Но одинокий колокол по-прежнему гудел в закопченном небе.

— Ладно, — сказала жена. — К мосту О'Коннелла сюда, верно?

— Верно.

Дождь моросил. Полагаю, угол за нами еще долго оставался пустым.

Вот и серый каменный мост, носящий славное имя О'Коннелла [2], вот катит холодные серые волны река Лиффи, и даже за квартал различается слабое пение. Внезапно мне вспомнился декабрь.

— Рождество, — прошептал я, — лучшее время в Дублине.

Для нищих, имел я в виду, но не сказал вслух.

За неделю до Рождества дублинские улицы заполняют черные стайки детей, ведомых учителем или монахиней. Они жмутся в подворотнях, выглядывают из театральных подъездов, набиваются в проулки, их губы выводят «Порадуйтесь, люди добрые», глаза исполняют «Стояла ночь, когда звезда…», в руках у них бубны, снежинки укутывают жалкие шеи ласковыми воротниками. В такие ночи дети поют по всему Дублину, и не было вечера, чтобы мы с женой не слышали на Графтон-стрит «В яслях смиренных Он лежал», распеваемую перед очередью у входа в кинотеатр, или «Нарядно уберем дома» перед клубом Четырех провинций. За одну только ночь мы насчитали полсотни приютских или школьных оркестров, тянущих пестрые ниточки песен из конца в конец Дублина. Как в снегопад, невозможно пройти через такое и остаться нетронутым. Я звал их «сладкие нищие», потому что за твои деньги они воздают сполна.

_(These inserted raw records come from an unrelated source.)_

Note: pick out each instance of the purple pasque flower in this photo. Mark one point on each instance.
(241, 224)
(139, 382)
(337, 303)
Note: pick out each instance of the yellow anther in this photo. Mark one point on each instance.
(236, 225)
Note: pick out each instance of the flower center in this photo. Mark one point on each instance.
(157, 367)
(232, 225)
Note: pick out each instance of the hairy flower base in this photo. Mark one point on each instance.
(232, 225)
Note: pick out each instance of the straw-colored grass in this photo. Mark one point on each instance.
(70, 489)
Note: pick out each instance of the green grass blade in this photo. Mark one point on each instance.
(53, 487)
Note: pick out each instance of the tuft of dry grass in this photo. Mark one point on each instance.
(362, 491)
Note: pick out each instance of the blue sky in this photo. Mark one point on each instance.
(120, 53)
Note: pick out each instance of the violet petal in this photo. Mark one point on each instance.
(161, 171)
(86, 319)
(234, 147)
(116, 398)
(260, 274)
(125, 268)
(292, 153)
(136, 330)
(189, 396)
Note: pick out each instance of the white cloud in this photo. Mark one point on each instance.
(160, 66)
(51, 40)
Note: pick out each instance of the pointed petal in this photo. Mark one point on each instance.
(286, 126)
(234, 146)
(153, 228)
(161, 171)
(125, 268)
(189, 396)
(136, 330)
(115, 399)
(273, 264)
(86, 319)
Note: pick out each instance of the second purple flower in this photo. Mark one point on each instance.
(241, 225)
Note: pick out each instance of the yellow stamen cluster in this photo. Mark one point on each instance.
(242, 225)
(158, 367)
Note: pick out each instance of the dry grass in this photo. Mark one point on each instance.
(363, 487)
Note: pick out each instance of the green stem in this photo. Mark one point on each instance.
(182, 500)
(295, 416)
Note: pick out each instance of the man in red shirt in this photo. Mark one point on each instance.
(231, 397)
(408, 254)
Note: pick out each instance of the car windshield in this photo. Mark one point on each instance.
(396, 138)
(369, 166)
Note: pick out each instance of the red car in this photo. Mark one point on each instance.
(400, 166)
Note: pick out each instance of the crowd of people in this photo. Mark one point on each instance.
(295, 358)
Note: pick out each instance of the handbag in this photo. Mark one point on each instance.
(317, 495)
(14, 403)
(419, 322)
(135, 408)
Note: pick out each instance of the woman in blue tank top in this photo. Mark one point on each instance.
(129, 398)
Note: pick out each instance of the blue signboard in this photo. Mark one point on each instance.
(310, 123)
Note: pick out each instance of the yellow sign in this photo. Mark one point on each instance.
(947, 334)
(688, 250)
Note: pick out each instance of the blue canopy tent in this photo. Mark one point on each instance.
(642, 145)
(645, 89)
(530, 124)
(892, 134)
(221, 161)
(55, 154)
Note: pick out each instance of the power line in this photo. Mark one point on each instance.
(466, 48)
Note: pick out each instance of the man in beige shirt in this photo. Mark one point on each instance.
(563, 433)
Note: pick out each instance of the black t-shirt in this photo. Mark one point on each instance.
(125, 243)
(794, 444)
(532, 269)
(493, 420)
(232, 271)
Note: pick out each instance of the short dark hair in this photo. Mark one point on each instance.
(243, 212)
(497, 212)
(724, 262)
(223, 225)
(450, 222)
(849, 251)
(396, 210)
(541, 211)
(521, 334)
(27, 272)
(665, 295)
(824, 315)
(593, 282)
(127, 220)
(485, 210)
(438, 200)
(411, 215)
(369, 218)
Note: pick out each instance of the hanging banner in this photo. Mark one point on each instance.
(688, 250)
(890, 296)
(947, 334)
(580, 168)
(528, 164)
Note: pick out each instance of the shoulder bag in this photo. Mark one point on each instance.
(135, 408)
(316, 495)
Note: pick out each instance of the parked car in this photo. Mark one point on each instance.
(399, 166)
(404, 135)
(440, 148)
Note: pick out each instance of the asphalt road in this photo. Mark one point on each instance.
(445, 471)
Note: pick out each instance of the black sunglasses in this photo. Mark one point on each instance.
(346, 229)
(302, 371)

Вдохновленные их примером, самые корявые дублинские нищие моют руки, латают прохудившиеся улыбки, одалживают банджо или покупают скрипку. Кто-то даже наскребает на четырехрядную гармошку. Разве могут они молчать, когда полгорода поет, а полгорода охотно лезет в карман за мелочью?

Так что Рождество — лучшее время года. Нищие работают; пусть они фальшивят, но в кои-то веки они при деле.